9. Sacrifices made for the wrong reasons are just silly and cause unnecessary pain.
8. Evil is more prevalent than I ever could have imagined.
7. I can live without, but convenience is really nice.
6. Community is not pretty.
5. Pride can really come back to bite you.
4. Listening is one of the most valuable gifts.
3. I cannot change anyone.
2. This promise is true: “There is no one who has given up and left house or brothers or sisters or mother or father or children or lands for My sake and for the Gospel’s who will not receive a hundred times as much now in this time–houses and brothers and sisters and mothers and children and lands, with persecutions–and in the age to come, eternal life.” Mark 10:29-30
1. God is Faithful.
Today we celebrate 10 years of life in Bolivia. This is hugely significant, for me at least.
A friend asked me, “So what’s been the best part of it all?” and without hesitation I said, “Remembering it.” The truth is there’s more heartache in my memories than anything else. I’ve said more good-byes than I ever want to count. I’ve come face-to-face with injustice and suffering. I have hated the loneliness, the miserable cold, the isolation, tending to another one of my sick babies. Living here, choosing to stay here, has cost me in ways that most will never know.
And yet, standing on this side of it all, I’m also struck by a deep sense of satisfaction – that in some small ways, our “spiritual gift of stubbornness” has paid off. Here we have birthed a community, a ministry, a family… and a life.

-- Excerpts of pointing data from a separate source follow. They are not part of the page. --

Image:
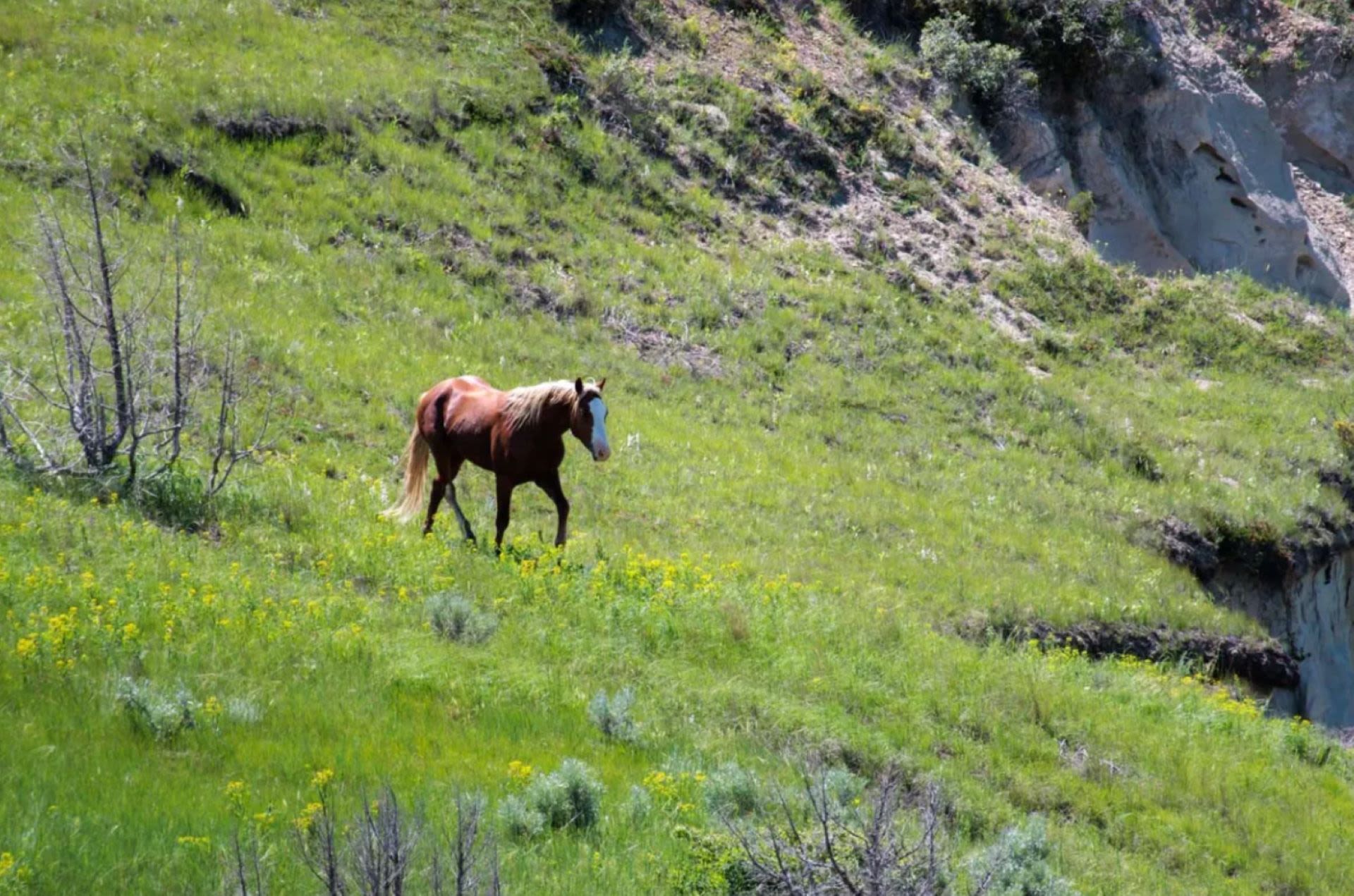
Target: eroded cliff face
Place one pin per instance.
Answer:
(1202, 163)
(1307, 608)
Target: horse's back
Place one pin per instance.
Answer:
(458, 415)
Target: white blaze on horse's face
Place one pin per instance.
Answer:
(599, 444)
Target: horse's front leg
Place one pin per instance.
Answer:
(550, 485)
(504, 488)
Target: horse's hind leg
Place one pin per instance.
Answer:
(439, 486)
(456, 505)
(550, 485)
(504, 489)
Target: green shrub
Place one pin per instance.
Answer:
(457, 619)
(611, 715)
(714, 865)
(1018, 864)
(980, 67)
(731, 791)
(154, 712)
(568, 797)
(520, 818)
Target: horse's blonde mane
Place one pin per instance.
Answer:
(525, 404)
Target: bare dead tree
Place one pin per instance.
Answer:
(317, 842)
(382, 842)
(470, 865)
(824, 849)
(244, 865)
(122, 372)
(231, 444)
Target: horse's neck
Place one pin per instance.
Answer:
(554, 420)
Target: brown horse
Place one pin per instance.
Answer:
(519, 436)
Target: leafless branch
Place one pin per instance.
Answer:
(844, 853)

I can’t help but remember the countless faces of all who have been a part of this journey – a beautiful tapestry of friends and family from all walks of life and from all over the world. We have not done this alone. And the memories of this shared life are etched in my soul.
But more than anything I am profoundly and humbly moved by the Lord’s goodness. He has been so faithful. He has always provided. When life pushed us to the edge, when all the doors were closed, when the bank was empty, when we reached our limits, when we thought all hope was gone, when we had nothing left to give…. He has always been present, even if it took us a little longer to see, or recognize or even want Him.
These 10 years have been quite the journey. And God has been so good. This life is for His glory and honor.